A Fome de Bengala
Durante a Segunda Guerra Mundial, a região de Bengala, território localizado entre Índia e Bangladesh, era uma possessão do Império Britânico. A principal base de alimentação dos habitantes de Bengala era o arroz, que se tornava cada vez mais caro e inacessível devido a uma conjunção de fatores. Em 1942, a safra de arroz de Bengala havia sido duramente afetada por uma inundação causada por um ciclone. Paralelamente, a invasão da colônia britânica de Burma pelos japoneses havia travado o transporte de arroz para a Índia.
Dessa forma, sem poder contar com sua safra, a população de Bengala passou a depender dos seus estoques de arroz e da importação de trigo para se alimentar em 1943. O primeiro ministro do Reino Unido, Winston Churchill, entretanto, tinha outros planos. O premier britânico recusou os pedidos dos indianos para envio de trigo, preferindo encaminhar o produto para seus aliados europeus, ao mesmo tempo em que ordenou que os produtores de Bengala enviassem seus estoques de arroz para que a coroa britânica os distribuísse para suas tropas estacionadas na Grécia, no Egito e no Oriente Médio.
Churchill foi alertado de que tal procedimento poderia gerar uma catástrofe na Índia, mas ignorou. O primeiro ministro nunca escondeu sua crença na "supremacia da raça branca" e o fato de que odiava os indianos, considerando-os uma "raça inferior". Novamente informado de que Bengala passaria fome, Churchill disse que se tal fato ocorresse, a culpa era dos indianos que "se reproduzem como coelhos".
Os indianos iniciaram uma série de protestos e rebeliões, mas foram rapidamente reprimidos. Os altos membros do partido do Congresso Indiano, que exigiam a independência da colônia, foram presos, incluindo os pacifistas Mahatma Gandhi e Jawaharlal Nehru. Os soldados britânicos executaram 2500 pessoas e prenderam outras 66 mil.
Com o fim dos alimentos, a fome se alastrou por Bengala. Centenas de milhares de famílias inteiras pereciam dentro de suas casas, enquanto outras tantas definhavam nas ruas, morrendo em via pública, à vista de todo mundo. Pouco a pouco, as aldeias e cidades ficaram cheias de cadáveres em decomposição, não recolhidos. Tal fato agravou a situação, com a disseminação de doenças como cólera, tifo e disenteria que se expandiram sem controle, ceifando outras milhares de vida. Ao todo, quatro milhões de indianos morreram vitimados pela Grande Fome de Bengala. Quando o secretário geral da Índia, Leo Amary, fez mais um apelo para que Churchill liberasse comida para Bengala, o premier britânico o interpelou questionando: "se os alimentos são tão escassos, por que Gandhi não morreu ainda?"

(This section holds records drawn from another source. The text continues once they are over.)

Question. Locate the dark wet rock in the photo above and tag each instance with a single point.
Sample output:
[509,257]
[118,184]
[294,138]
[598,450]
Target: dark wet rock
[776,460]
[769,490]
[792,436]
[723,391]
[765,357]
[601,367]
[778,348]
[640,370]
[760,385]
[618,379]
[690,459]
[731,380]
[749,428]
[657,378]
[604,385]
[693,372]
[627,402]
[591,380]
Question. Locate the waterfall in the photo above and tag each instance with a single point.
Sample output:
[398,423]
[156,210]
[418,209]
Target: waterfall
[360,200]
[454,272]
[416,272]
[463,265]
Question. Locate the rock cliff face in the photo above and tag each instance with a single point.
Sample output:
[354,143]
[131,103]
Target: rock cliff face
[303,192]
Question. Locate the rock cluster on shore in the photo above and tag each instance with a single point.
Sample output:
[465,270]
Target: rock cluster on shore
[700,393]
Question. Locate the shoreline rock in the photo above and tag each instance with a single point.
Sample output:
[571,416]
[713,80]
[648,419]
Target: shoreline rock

Apesar disso, Churchill, em oposição a Hitler, não foi afetado com a fama de grande genocida ou confrontado com as consequências desastrosas de suas ações. Ao contrário. Foi heroicizado por filmes de Hollywood, incensado pela imprensa ocidental, eleito "o maior britânico do século XX" e ganhou até um Prêmio Nobel. Churchill parecia ter consciência de que sua fortuna historiográfica seria positiva. Costumava repetir: "a história será gentil comigo, porque eu mesmo pretendo escrevê-la". Ele tinha razão.